You speak of loyalty as though you actually know what it is.
You shouldn’t speak of things that you know nothing of.
Anyone can come up with a definition.
It’s the easiest thing in the world to just open a book and read…
‘A feeling or attitude of devoted attachment and affection.’
‘A feeling of allegiance.’
Your allegiance has never been to me.
It took me making an ass of myself to see it,
But I’ve finally drawn the wool from over my eyes so to speak.
Loyalty is not the blind leading the blind.
Loyalty is not doing what you want because you say so…
Because that’s what it takes to prove your devotion.
I’m sorry but I have a mind of my own and I cherish my free will.
You speak of loyalty.
Now let me speak of it.
I have defended your actions even when those who love me would have buried you.
I have stood between you and the possibility of hurtful rumours,
Because I was the only person I trusted…
Because I knew that I was the one person whose feelings for you couldn’t be swayed.
I have stood up in the face of your own stubbornness,
Because I have always wanted what’s best for you.
I have forced my weary body into action
For no reason other than your wishing to see me.
I have forgiven the unforgivable.
I have accepted the lies that you’ve told without saying a word.
Did you think that I didn’t know?
Did you think that I didn’t see the truth in your eyes?

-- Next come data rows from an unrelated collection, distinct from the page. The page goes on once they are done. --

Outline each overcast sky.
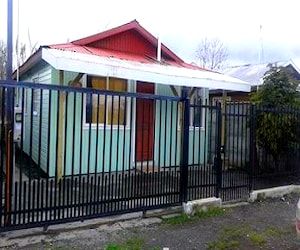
[0,0,300,67]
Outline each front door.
[136,82,154,161]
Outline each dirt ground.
[2,194,300,250]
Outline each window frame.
[189,88,206,130]
[82,75,130,129]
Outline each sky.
[0,0,300,68]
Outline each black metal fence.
[253,106,300,189]
[0,81,300,231]
[223,102,300,190]
[0,81,222,231]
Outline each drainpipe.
[157,36,161,62]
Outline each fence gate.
[221,102,253,201]
[188,104,222,200]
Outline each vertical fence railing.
[221,102,251,201]
[180,88,190,203]
[0,81,189,231]
[253,106,300,189]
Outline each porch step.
[137,164,163,173]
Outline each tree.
[196,37,228,70]
[251,67,300,168]
[0,40,7,80]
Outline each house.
[15,20,250,176]
[211,60,300,101]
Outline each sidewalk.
[0,191,300,250]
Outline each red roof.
[49,20,209,70]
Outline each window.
[190,89,205,127]
[86,76,127,125]
[29,77,41,115]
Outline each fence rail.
[0,81,300,231]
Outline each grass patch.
[249,232,267,246]
[105,238,145,250]
[207,240,240,250]
[163,207,225,226]
[266,227,286,237]
[208,225,268,250]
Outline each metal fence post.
[180,87,190,202]
[215,104,222,197]
[249,104,256,192]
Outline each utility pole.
[2,0,14,225]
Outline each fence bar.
[180,88,190,202]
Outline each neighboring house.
[14,20,250,176]
[211,60,300,101]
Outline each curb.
[248,185,300,202]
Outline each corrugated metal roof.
[222,60,300,86]
[41,48,250,92]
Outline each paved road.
[0,194,300,250]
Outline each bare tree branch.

You weren’t expecting me to be there.
And now you have the audacity to question my loyalty?
How dare you?
I’m not the one who would make a herculean effort for others,
But couldn’t find the willingness to do the same for me.
I am not the one who would take off on a moment’s notice to answer another’s call
When I was supposedly the one they were missing all this time.

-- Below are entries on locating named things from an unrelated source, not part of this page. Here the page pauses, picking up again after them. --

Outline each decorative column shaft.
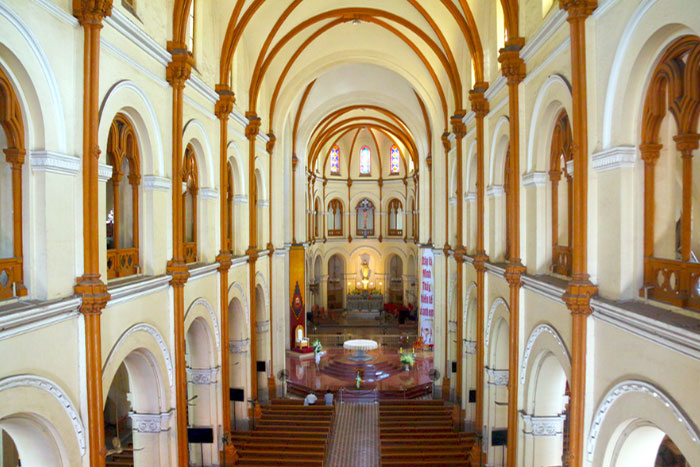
[469,83,489,466]
[451,110,467,408]
[166,42,194,467]
[559,0,598,466]
[214,84,237,462]
[245,112,260,400]
[498,38,525,467]
[73,0,112,466]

I’m not the one who would try to hide their jealousy.
It kills you to know that I was with her?
What do you think it does to me to know you were with them?
I have been more loyal to you than you can even begin to imagine,
And now I grow tired of it…
I’m exhausted from what it takes to keep loving you.
I’m exhausted from what it takes to do what I know you want.
And cannot and will not do it anymore.
If you cannot see who has truly been there for you through their own pain…
If you cannot begin to recognize the gift you are in possession of,
And make it effort to show your gratitude,
Then maybe you are not deserving of it after all.